La madre fu fucilata in Spagna dai Repubblicani durante la guerra civile, finita la quale il giovane tornò in Italia. Nella seconda guerra mondiale, a vent'anni si arruolò volontario negli Arditi ed andò a combattere in Africa.

Durante il conflitto si coprì di gloria e di ferite, ma la più grave per lui fu quella costituita dall'onta dell'8 Settembre 1943. Fu allora che Pio Filippani Ronconi si arruolò nelle Waffen SS italiane con il grado di Obersturmfuhrer, cioè comandante superiore assaltatore. Durante lo sbarco alleato è a Nettuno, serve nel Battaglione degli Oddi, sotto il comando del conte Carlo Federico degli Oddi, già ufficiale delle Camicie Nere.

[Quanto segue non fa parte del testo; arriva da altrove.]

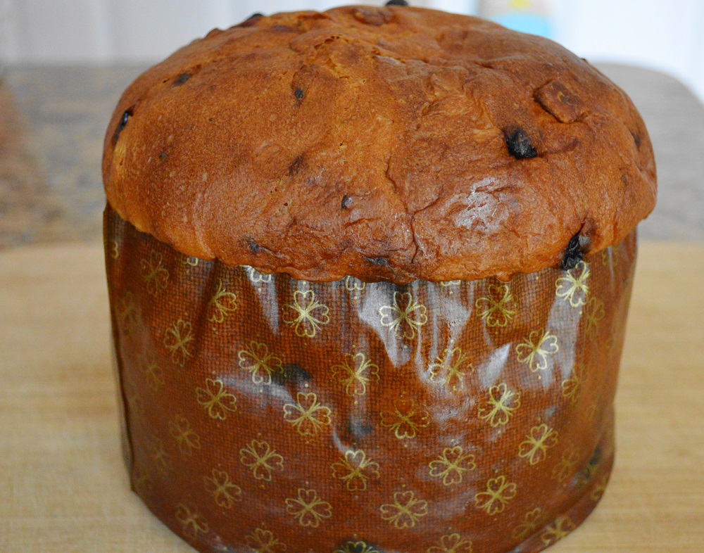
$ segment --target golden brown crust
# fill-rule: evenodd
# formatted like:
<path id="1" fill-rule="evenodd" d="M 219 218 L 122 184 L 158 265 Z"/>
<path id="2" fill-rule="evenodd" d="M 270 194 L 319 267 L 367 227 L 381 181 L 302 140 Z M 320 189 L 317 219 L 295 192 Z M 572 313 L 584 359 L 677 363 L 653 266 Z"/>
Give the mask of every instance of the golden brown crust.
<path id="1" fill-rule="evenodd" d="M 603 249 L 656 189 L 642 120 L 587 63 L 403 7 L 281 13 L 181 49 L 123 94 L 103 174 L 121 217 L 189 255 L 398 284 L 557 266 L 578 233 Z"/>

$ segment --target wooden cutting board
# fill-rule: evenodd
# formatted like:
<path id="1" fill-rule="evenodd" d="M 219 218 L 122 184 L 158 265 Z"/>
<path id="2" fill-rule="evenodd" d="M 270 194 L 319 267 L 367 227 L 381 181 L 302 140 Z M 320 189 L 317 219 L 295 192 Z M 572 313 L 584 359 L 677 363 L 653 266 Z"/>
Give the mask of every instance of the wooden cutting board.
<path id="1" fill-rule="evenodd" d="M 0 253 L 0 552 L 193 551 L 129 490 L 116 398 L 101 246 Z M 704 246 L 643 243 L 616 466 L 551 553 L 704 552 L 703 398 Z"/>

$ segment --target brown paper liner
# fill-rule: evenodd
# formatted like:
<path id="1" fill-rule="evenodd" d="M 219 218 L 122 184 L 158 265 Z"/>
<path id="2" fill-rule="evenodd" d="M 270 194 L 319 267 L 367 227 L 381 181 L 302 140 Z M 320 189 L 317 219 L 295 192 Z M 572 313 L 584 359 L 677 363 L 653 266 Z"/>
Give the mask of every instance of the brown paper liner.
<path id="1" fill-rule="evenodd" d="M 296 281 L 109 208 L 132 485 L 201 552 L 537 552 L 594 508 L 635 233 L 508 283 Z"/>

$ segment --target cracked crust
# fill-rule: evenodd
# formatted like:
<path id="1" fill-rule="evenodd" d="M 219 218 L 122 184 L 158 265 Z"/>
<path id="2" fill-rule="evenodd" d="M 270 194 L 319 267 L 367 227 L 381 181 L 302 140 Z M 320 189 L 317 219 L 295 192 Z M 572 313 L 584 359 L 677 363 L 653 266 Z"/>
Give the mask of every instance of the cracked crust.
<path id="1" fill-rule="evenodd" d="M 280 13 L 142 75 L 108 127 L 108 202 L 187 255 L 403 284 L 507 279 L 652 210 L 624 92 L 548 40 L 415 8 Z"/>

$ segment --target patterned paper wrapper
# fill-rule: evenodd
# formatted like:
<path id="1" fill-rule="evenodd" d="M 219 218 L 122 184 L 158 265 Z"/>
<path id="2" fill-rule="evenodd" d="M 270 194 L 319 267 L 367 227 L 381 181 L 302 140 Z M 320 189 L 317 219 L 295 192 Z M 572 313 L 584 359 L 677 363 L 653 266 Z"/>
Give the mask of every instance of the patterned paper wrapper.
<path id="1" fill-rule="evenodd" d="M 132 485 L 200 552 L 536 552 L 614 458 L 635 233 L 406 286 L 187 257 L 105 214 Z"/>

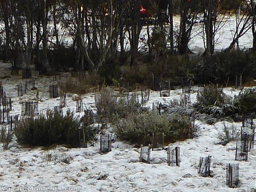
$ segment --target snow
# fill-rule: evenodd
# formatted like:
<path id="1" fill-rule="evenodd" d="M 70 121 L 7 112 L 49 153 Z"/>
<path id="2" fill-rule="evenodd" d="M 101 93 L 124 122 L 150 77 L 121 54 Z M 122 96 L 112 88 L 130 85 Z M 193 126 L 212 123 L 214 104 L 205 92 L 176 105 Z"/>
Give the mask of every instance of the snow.
<path id="1" fill-rule="evenodd" d="M 1 73 L 5 71 L 8 74 L 8 68 L 6 64 L 0 64 Z M 61 78 L 67 79 L 68 75 L 63 73 Z M 53 109 L 59 105 L 60 98 L 49 98 L 48 86 L 52 82 L 52 77 L 33 76 L 36 76 L 36 86 L 41 100 L 39 104 L 39 110 L 45 111 L 48 107 Z M 20 114 L 20 101 L 35 98 L 36 91 L 31 91 L 22 97 L 17 96 L 17 85 L 24 84 L 24 81 L 20 77 L 2 80 L 7 96 L 11 97 L 13 101 L 12 114 Z M 193 87 L 196 91 L 198 88 Z M 230 87 L 224 88 L 223 91 L 232 97 L 239 92 Z M 192 102 L 196 101 L 195 92 L 191 95 Z M 145 106 L 152 107 L 153 102 L 168 102 L 170 99 L 179 99 L 181 92 L 180 89 L 172 90 L 170 97 L 164 100 L 160 97 L 159 92 L 151 91 L 149 100 Z M 81 96 L 84 106 L 96 113 L 94 95 L 91 93 Z M 68 106 L 63 109 L 64 113 L 68 108 L 75 112 L 76 103 L 72 100 L 72 96 L 68 94 Z M 83 113 L 76 113 L 76 115 L 81 116 Z M 0 185 L 62 188 L 69 187 L 78 188 L 76 189 L 81 191 L 250 191 L 255 188 L 256 185 L 256 151 L 249 152 L 248 161 L 235 161 L 235 142 L 226 146 L 217 144 L 216 129 L 221 129 L 222 123 L 218 122 L 210 125 L 196 121 L 196 124 L 199 127 L 198 137 L 171 144 L 180 147 L 180 167 L 167 166 L 165 150 L 151 151 L 150 164 L 139 163 L 138 149 L 118 140 L 112 144 L 111 151 L 101 154 L 99 140 L 94 146 L 89 144 L 86 148 L 57 146 L 47 150 L 41 148 L 23 147 L 17 143 L 14 137 L 9 149 L 4 150 L 0 148 Z M 234 124 L 239 128 L 242 123 Z M 57 154 L 57 160 L 47 162 L 48 153 L 53 156 Z M 208 155 L 212 156 L 212 177 L 202 177 L 197 173 L 199 157 Z M 65 157 L 69 156 L 70 164 L 61 161 Z M 225 169 L 226 164 L 228 163 L 239 164 L 241 183 L 239 188 L 230 188 L 226 185 Z"/>

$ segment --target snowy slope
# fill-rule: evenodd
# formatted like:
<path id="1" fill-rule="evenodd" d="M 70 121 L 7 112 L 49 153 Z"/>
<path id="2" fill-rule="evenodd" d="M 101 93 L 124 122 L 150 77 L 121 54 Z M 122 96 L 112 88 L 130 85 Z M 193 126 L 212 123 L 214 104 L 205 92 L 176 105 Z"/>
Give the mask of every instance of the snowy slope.
<path id="1" fill-rule="evenodd" d="M 67 74 L 63 75 L 65 78 Z M 40 110 L 45 110 L 48 106 L 53 108 L 59 105 L 59 98 L 49 99 L 47 90 L 52 79 L 51 77 L 36 78 L 36 86 L 42 100 L 39 105 Z M 12 97 L 14 101 L 13 114 L 20 113 L 20 101 L 35 97 L 35 91 L 22 97 L 17 96 L 16 86 L 22 82 L 24 80 L 17 77 L 2 80 L 7 96 Z M 239 92 L 230 88 L 224 88 L 224 91 L 232 96 Z M 179 98 L 181 92 L 180 89 L 171 91 L 170 98 L 165 98 L 166 101 Z M 196 95 L 191 94 L 193 102 L 196 100 Z M 94 95 L 91 93 L 82 96 L 86 107 L 93 108 L 95 113 Z M 153 102 L 164 102 L 159 95 L 159 92 L 152 92 L 146 105 L 151 107 Z M 68 95 L 64 112 L 68 108 L 75 110 L 76 102 L 71 97 L 71 94 Z M 4 151 L 0 148 L 0 186 L 73 187 L 79 188 L 81 191 L 233 192 L 250 191 L 255 188 L 256 150 L 249 152 L 247 162 L 236 161 L 235 142 L 225 146 L 217 144 L 217 132 L 214 126 L 198 121 L 196 123 L 200 127 L 198 137 L 172 144 L 180 147 L 180 167 L 167 166 L 165 151 L 152 152 L 150 164 L 139 163 L 137 149 L 118 140 L 113 143 L 112 151 L 101 155 L 99 140 L 94 146 L 87 148 L 69 149 L 60 146 L 47 151 L 40 148 L 24 148 L 17 143 L 14 137 L 9 149 Z M 238 128 L 242 124 L 235 124 Z M 222 126 L 220 122 L 215 125 L 218 129 Z M 57 159 L 47 162 L 47 153 L 56 154 Z M 212 156 L 213 177 L 200 177 L 197 173 L 199 157 L 209 155 Z M 65 156 L 72 157 L 70 164 L 61 162 Z M 239 164 L 241 184 L 239 188 L 231 189 L 226 185 L 225 169 L 226 164 L 234 163 Z M 107 176 L 105 179 L 98 180 L 104 174 Z"/>

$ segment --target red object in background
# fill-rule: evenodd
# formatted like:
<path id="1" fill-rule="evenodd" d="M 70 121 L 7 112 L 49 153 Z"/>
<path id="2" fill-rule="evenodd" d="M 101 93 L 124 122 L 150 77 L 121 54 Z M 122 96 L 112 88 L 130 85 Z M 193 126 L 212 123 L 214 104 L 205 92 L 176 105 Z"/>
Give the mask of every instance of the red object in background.
<path id="1" fill-rule="evenodd" d="M 140 13 L 141 14 L 145 14 L 146 12 L 146 9 L 144 9 L 141 5 L 140 5 Z"/>

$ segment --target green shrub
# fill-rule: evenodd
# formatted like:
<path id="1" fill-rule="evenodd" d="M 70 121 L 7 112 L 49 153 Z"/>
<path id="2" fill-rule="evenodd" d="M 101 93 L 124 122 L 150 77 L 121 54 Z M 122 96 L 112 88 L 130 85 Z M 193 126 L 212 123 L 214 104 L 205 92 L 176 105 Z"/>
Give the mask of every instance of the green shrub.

Andavano a tagliare i reticolati, ci passavano sotto e sgozzavano il nemico col coltello, arma nella quale Filippani Ronconi eccelleva. Per il suo eroismo nella difesa del fronte a Nettuno, ricevette dal comando tedesco la Croce di Ferro. Finita la guerra si interessa di antroposofia ed antichi paganesimi indoeuropei. Approfondisce la storia delle religioni. Arriverà a conoscere numerose lingue, anche arcaiche. Pratica boxe, judo, aikido. Nel 1959 inizia la carriera accademica all'Istituto Universitario Orientale di Napoli, dove fu assistente di Giuseppe Tucci e più tardi docente egli stesso. Insegnerà lingue e letteratura sanscrita, dialettologia iranica, filosofie dell'estremo oriente. Scrive e traduce testi ancora oggi fondamentali, tra i quali il volume sul canone buddhista. Intanto collabora come crittografo con il Ministero della Difesa.

Con lui sparisce  una figura leggendaria di guerriero mistico.